A very interesting article about the human right to water in Canadian law by James Harnum, «Deriving the Right to Water from the Right to Life, Liberty and Security of the Person: Section 7 of the Canadian Charter of Rights and Freedoms and Aboriginal Communities in Canada», was just published in the 19th volume of the Review of European Community & International Environmental Law (RECIEL). From the abstract:
«This article examines the question of whether a right to safe drinking water can be derived from the right to life, liberty and security of the person that is protected in the Canadian Charter of Rights and Freedoms. By examining the situation of Aboriginal communities in Canada and the jurisprudence of the Supreme Court of Canada, it appears that a right to water may, in certain circumstances, be derived from other fundamental human rights.»
At the heart of the argument is the impossibility to establish a qualitative difference between negative and positive rights. Harnum refers to a number of cases in which a decision by the Supreme Court clearly had an impact on the regulatory and financial burden of the State to establish that tribunal should not only protect negative rights.

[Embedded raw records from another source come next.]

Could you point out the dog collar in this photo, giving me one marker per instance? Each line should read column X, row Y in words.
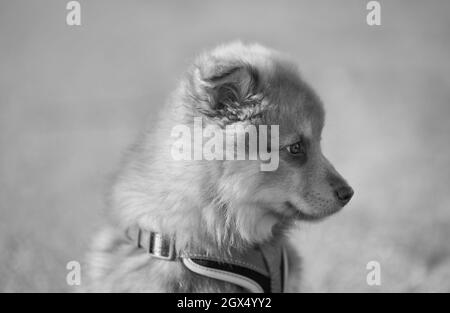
column 260, row 269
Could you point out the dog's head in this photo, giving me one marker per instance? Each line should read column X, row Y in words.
column 251, row 85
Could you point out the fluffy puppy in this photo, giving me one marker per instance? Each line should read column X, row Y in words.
column 218, row 204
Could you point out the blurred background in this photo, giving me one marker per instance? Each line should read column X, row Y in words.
column 73, row 98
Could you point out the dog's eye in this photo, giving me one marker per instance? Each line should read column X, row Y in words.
column 296, row 148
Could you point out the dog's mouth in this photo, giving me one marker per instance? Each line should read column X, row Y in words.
column 298, row 214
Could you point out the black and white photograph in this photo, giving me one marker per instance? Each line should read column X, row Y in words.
column 221, row 147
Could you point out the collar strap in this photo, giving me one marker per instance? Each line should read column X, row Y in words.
column 261, row 269
column 157, row 245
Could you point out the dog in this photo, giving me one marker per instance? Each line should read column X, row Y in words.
column 219, row 225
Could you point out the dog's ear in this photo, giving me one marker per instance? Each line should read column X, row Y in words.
column 225, row 89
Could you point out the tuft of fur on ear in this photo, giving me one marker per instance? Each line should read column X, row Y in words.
column 227, row 91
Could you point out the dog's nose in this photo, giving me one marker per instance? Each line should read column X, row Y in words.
column 344, row 194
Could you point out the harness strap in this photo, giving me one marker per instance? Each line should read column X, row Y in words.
column 260, row 269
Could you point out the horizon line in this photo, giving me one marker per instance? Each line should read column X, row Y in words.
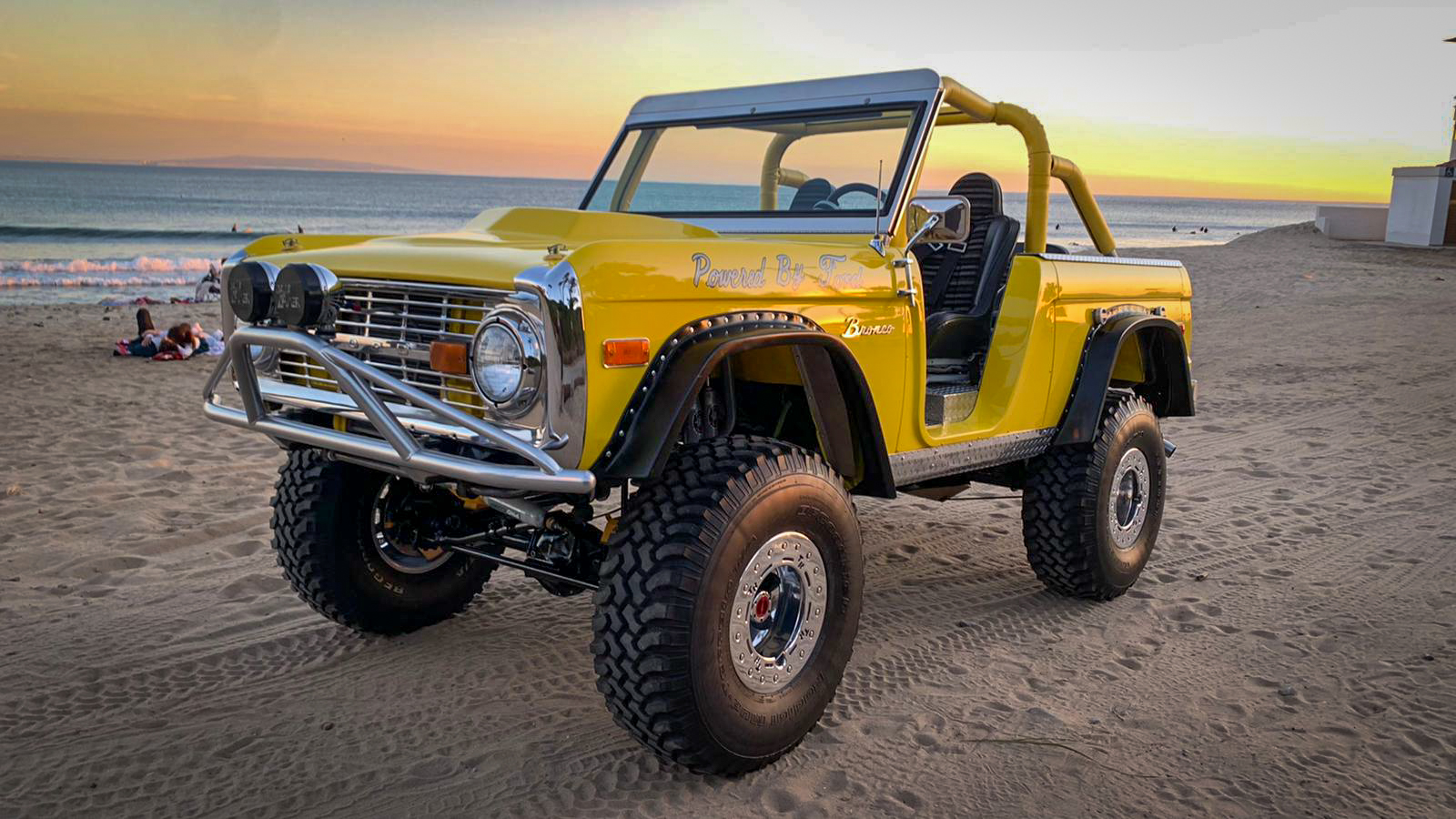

For a related but broader analysis under the Québec Charter, see David Robitaille, «Les droits économiques et sociaux dans les relations États-particuliers après trente ans d'interprétation: normes juridiques ou énoncés juridiques symboliques?» [Social and economic rights in State-individuals relations after 30 years of interpretation: legal norms or symbolic statements?](2006) Numéro thématique «La Charte Québécoise: Origines, Enjeux et Perspectives», Revue du Barreau du Québec 455.